No matter how impressive your resume is, you won’t succeed as a leader unless you’re believable. That’s why believable — along with able, connected and dependable — is one of the four cornerstones in the ABCD Trust Model featured in my book, “Trust Works! Four Keys to Building Lasting Relationships.”
Is being believable simply a matter of telling the truth? Certainly telling the truth is important, but it’s only the beginning. In “Trust Works!,” Cynthia Olmstead, Martha Lawrence and I identify seven best practices that will make you believable.
Keep confidences. If you can’t be trusted to keep a confidence, your believability will plummet. It’s an honor to be entrusted with sensitive information. Keeping information confidential demonstrates integrity and strengthens your relationships.

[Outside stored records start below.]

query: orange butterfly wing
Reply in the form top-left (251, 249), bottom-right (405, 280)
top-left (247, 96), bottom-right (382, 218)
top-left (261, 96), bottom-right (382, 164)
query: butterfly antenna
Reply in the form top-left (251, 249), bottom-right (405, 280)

Admit when you’re wrong. Everybody makes mistakes, so it’s inevitable that at some point you’ll be wrong. For example, my 7-year-old grandson, Alec, tested my patience recently, and in a moment of frustration, I yelled at him and walked away. Suddenly I realized, “Blanchard, you’re supposed to be the ‘One Minute Manager.’ What is this, yelling at your grandson?” So I turned around and walked back to him. I got down on my knees to look him in the eye and said, “Alec, we can talk about your behavior later. But Grampy was wrong to yell, and I’m sorry.” He gave me a hug and said, “That’s OK, Gramps.” Having the humility to recognize and admit that you’re wrong will give others faith in your judgment and make you believable.

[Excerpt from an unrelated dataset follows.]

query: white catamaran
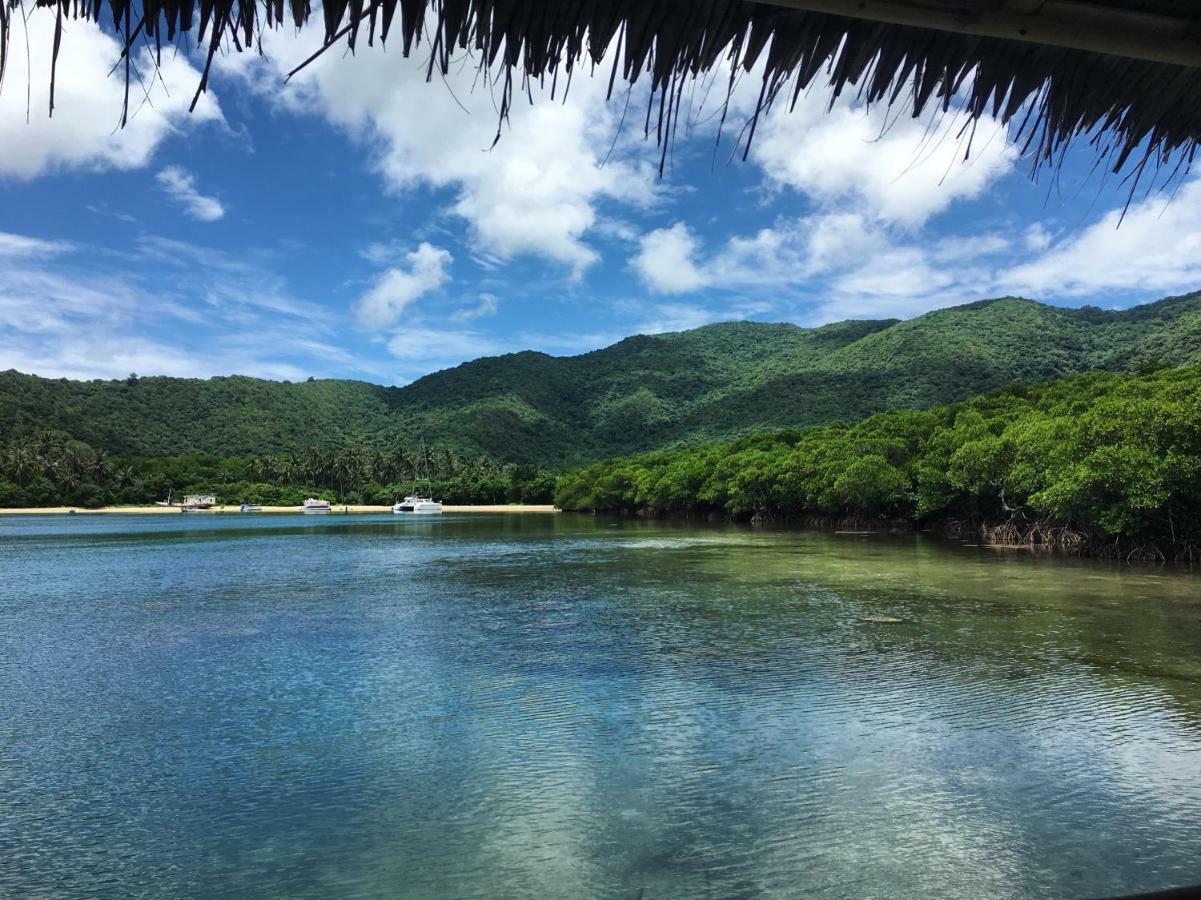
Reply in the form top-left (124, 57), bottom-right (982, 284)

Be honest. When you have the courage to be honest — rather than taking the easy way out by bending the truth — you become someone people can believe in. Consider the very different responses by two U.S. presidents when faced with the temptation to be less than candid.

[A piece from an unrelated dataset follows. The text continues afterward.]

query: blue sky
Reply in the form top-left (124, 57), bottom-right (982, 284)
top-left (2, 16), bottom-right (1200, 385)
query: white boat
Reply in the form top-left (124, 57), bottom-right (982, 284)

After his failed invasion of Fidel Castro’s Cuba in the Bay of Pigs fiasco, President John F. Kennedy took the blame and learned from the experience. Contrast that with President Bill Clinton’s response to the Monica Lewinsky scandal, where he initially denied a sexual relationship. By the time he admitted to “a terrible moral error” it was too late — he’d already lost his believability.
Be sincere. If you want to be believable, make sure the words coming out of your mouth match the feelings in your heart. We’ve all encountered people who lay on the charm and flattery but whose underlying motives are self-centered. Don’t let that be you. Smile with your eyes and not just your lips. Keep the promises you make, and mean the compliments you give. If you do, people will feel your sincerity and find you believable.
Avoid talking behind people’s backs. Want to lose people’s trust? Say something critical about them behind their back. Sheldon Harris, CEO of Complete Nutrition and former COO of Cold Stone Creamery, has a rule that nobody can talk about somebody else unless that person is in the room. He calls it integrity communication. If an employee starts to complain about someone, Sheldon says, “Let’s give them a call.” Sheldon reports that it’s a tough policy to initiate, but it’s one of the fastest ways to build believability and create a culture of trust.
Be nonjudgmental. There’s a difference between discernment and judgment. Discernment is a powerful tool that can help us navigate life. Judgment, on the other hand, causes us to make snap decisions that can work against us and undermine our relationships.
Show respect for others. When you think you are better than someone else, you’re at risk of losing your believability. A powerful example of this showed up in the news recently when Mike Jeffries, the CEO of Abercrombie & Fitch, explained why his stores do not offer plus sizes. “We go after the cool kids,” he said. “A lot of people don’t belong, and they can’t belong. Are we exclusionary? Absolutely.” The consumer hostility that followed demonstrates what happens when you don’t show respect for others.
Practice these seven tools. When you do, your believability will skyrocket, and your prospects for success as a leader will, too.